Michael Peel wrote:
On 15 May 2009, at 08:01, Nikola Smolenski wrote:
Perhaps this is off-topic, but I wanted to say it
for a long time. The
more time passes, the more I wonder if people who work on Wikipedia
have
ever seen an encyclopedia. On Wikipedia, dictionary definitions and
image galleries are forbidden, and stubs are frowned upon. Yet every
encyclopedia I have ever seen has dictionary definitions, and image
galleries, and stubs-a-plenty.
I guess that conclusion is that we are doing something wrong.
They're not forbidden: they're just in a different location
(Wiktionary and Commons).
Wiktionary has dictionary definitions, but they can't be expanded to
cover what encyclopedic aspects of the topic could be covered.
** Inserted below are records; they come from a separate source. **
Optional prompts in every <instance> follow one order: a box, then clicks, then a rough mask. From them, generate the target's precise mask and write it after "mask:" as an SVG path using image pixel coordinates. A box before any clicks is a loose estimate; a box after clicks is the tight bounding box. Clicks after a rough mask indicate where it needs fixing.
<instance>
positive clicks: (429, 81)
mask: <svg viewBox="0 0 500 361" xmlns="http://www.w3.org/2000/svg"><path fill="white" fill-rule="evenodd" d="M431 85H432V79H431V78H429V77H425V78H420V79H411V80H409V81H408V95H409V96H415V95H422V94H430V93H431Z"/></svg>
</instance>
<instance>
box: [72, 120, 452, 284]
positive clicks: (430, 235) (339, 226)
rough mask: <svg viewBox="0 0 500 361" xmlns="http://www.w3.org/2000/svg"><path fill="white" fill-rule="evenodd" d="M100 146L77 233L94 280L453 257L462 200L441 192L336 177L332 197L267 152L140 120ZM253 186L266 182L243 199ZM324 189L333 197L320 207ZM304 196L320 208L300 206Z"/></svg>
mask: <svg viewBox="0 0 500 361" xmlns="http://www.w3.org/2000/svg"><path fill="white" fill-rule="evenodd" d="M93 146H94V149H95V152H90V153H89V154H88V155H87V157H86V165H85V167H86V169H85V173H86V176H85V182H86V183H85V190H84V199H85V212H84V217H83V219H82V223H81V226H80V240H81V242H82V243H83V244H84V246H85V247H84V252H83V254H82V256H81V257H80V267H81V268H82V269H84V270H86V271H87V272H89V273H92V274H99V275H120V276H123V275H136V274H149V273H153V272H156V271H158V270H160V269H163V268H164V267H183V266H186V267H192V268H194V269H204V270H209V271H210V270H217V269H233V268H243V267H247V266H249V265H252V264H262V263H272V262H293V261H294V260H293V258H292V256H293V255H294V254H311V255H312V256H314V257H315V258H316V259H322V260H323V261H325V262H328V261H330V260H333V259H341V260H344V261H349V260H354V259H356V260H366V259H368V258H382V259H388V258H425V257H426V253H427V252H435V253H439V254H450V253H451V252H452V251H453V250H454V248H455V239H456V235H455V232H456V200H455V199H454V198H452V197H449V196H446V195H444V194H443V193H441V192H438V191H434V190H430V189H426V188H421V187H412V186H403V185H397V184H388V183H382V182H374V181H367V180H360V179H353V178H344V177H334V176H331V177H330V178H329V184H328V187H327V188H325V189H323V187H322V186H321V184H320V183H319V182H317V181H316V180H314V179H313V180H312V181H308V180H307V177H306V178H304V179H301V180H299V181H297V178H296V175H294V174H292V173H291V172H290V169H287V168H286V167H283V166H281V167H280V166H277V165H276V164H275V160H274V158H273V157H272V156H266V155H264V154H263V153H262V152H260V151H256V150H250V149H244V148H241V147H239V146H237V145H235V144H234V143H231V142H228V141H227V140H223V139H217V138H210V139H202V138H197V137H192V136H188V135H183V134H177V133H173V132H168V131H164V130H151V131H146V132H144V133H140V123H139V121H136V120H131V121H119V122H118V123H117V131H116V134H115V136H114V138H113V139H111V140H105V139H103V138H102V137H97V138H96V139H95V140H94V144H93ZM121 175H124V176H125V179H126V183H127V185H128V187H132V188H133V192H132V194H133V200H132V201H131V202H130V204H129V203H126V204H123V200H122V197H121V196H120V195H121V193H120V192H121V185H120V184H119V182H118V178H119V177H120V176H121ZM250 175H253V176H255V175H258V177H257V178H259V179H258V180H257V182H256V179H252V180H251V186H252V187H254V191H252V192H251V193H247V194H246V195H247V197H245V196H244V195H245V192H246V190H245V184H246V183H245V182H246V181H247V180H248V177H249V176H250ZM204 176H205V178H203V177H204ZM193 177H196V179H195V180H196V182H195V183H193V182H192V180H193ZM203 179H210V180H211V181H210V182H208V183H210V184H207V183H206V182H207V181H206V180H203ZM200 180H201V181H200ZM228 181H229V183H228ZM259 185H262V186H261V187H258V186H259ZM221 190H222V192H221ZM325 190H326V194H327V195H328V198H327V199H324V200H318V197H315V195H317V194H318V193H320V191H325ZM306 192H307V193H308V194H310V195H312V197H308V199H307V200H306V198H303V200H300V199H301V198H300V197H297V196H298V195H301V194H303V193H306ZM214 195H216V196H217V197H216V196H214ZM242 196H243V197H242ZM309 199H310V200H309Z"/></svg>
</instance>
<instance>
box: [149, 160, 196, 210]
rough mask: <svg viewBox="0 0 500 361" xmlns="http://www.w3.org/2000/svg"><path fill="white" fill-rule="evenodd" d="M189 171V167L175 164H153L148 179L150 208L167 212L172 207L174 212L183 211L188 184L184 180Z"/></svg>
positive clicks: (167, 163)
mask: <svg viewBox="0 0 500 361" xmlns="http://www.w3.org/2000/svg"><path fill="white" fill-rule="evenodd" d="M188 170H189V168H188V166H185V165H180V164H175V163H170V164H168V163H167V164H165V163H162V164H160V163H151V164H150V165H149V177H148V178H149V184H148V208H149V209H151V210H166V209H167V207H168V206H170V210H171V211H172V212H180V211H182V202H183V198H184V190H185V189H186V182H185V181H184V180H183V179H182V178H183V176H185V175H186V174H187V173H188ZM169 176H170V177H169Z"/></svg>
Commons has image galleries, but it does not have encyclopedic image
galleries. Commons galleries feature images based on their aesthetic
value, but do not offer encyclopedic information about the topic that
should be presented by the images.
Could you clarify what you mean by "stubs are
frowned upon"? The only
reason I can think of for that is that it would be better if they
were developed into better articles rather than left as stubs...
People dislike stubs. Sometimes, stubs get deleted because they have too
little information, even while they are about a valid topic. Sometimes,
stubs get merged into larger articles with suspicious choice of topic.
Sometimes, stubs get converted into redirects to articles on similar
topics, where information contained in the stubs is eventually lost. All
of this is done in cases where a traditional encyclopedia would have stubs.